So much for staying in bed all day - i would go mad, plus i've been waking up earlier than ever. 8am i woke up today and usually it's more like 11 on a sunday.  well i have been taking it very easy - sitting in bed or in the garden reading.

i had 2 embies put back - i thought they weren't allowed to put back 3?  and they are grade 2, 4 cells.  Hope being grade 2 is good enough.  there were some 1s but they were only 2 cells and they don't do et on sundays - typical.  hope that doesn't mean it fails. oh well, the other 4 have been frozen.

wonder if i could get hold of a jigsaw - sounds like a great idea!  
Sarah - it could too early for a +ve
babydust to everyone.


----------



## Sally L (May 21, 2003)

Hello ladies,
How are you all today?

Sarah, please don't give up yet sweetie. It's too early to test and to be sure it's the correct result.  Spotting can also be a good sign. Hang on in there and keep your chin up. Sending you lots of positive vibes xxxx

Ange, keeping everything crossed for you and your little embies.  I'm sure once they're nicely tucked up snug and warm they will continue to grow.  Sending you lots of love and luck.

Debbie,  two and a half weeks?!! I'm going mad knowing mine is only a 12 day wait!  Hope you are doing OK. Wishing you lots of luck.

R4F, I'm trying to do a bit of both......stay in bed in the morning and then get up a bit later.  Although I am so fed up I don't know how long I will be able to stay fairly inactive.  Your post made me laugh! I do exactly the same with my hubby.  I know he means well but I'd still rather do things myself, that way I know they've been done properly!!

Hammy, it's going really slow, isn't it?  Wouldn't it be lovely to go to sleep now and not wake up until test day?!!  

Morgan, Your grade 2, 4 cell embies sound great.  Stay positive.  Sending you lots of luck.

Holly, Any news yet? I hope you are doing OK. Thinking of you.

Well, I don't think I can stand more TV.  I have spent most of yesterday and today watching movie after movie.  There has to be something more exciting to do during the 2ww.  I think hubby will have to take me on some nice days out in the car next week.  
I can't believe that this time next week, I'll now if the miracle has happened!  It's a very scary thought!!

Sending you all tons of love and luck
Sally
xxx


----------



## lulu434 (May 20, 2004)

Hello everyone

Hope you are all feeling fine!  I am now on Day 5 and looking for implantation bleed (even though this doesn't happen to everyone and even if it does, it could be over the next few days).  God this could drive us all mad!!

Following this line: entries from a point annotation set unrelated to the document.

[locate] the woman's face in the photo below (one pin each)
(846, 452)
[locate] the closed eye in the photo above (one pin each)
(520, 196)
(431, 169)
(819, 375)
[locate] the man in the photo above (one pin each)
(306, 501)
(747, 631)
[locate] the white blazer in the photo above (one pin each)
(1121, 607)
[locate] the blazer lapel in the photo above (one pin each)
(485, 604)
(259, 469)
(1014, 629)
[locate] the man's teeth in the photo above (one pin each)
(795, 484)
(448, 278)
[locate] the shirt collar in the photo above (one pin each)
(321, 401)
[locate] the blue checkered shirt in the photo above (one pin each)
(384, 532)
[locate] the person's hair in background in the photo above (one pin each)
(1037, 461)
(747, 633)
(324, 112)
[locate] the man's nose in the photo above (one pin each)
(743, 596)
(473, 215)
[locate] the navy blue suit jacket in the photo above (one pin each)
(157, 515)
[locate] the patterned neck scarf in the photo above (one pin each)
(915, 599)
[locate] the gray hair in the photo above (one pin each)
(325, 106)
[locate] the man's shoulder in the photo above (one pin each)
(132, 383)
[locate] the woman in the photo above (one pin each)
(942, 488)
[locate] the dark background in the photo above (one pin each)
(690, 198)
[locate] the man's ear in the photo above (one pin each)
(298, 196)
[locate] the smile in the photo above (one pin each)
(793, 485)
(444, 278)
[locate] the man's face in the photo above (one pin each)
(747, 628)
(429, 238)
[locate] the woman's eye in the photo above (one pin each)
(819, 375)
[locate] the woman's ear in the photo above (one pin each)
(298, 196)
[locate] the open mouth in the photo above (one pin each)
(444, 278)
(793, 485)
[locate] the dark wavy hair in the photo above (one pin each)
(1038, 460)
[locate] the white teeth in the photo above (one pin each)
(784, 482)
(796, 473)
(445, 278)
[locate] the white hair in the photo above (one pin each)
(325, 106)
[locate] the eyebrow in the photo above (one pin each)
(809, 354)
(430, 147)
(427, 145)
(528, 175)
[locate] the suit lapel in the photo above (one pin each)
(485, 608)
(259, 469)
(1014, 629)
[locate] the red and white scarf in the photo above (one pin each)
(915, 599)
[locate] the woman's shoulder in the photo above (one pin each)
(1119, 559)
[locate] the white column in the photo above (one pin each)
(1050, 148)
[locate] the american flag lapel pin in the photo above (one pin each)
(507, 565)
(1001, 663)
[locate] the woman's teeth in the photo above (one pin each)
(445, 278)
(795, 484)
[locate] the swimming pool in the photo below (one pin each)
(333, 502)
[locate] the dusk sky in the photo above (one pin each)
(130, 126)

I just wanted to sign in quickly and say hi to everyone.  R4F, congrats on your 3 embies, I think you should rest as much as you feel you need and if you feel staying in bed helps, then so be it.  I tend to take it easier, but I'm still doing bits and pieces around the house and walking the dogs etc.  Good Luck for the next 12 days!!

well done to all those who have just had transfers.  Love and babydust to you all.

be back tomorrow!

lulu xx


----------



## ready4Family (May 14, 2004)

Hi girls,

I was getting tired of lying down so I thought it would be a good chance to check in on everyone.

morgan, that sucks that you ended up waking up 3 hours earlier.  After weeks and weeks of timed injections, my body now wakes up at 8am everyday.  Actually though, we still take progesterone injections so we have to get up at that time.  As for putting 3 embryos back in, I"m actually in Canada (hope that's ok...I know when I"ve written on the other thread, the women didn't mind).  So over here, we're allowed to put in more.  Dh and I had no idea how many to put back in but we followed our drs advice and went with 3.

Sally, I'm like you.  I try and stay in bed, but then get tired/bored and need to get up.  So you're the same cleaning up after hubby?    Mine means well, but cleaning is not one of his talents (maybe it's on purpose).  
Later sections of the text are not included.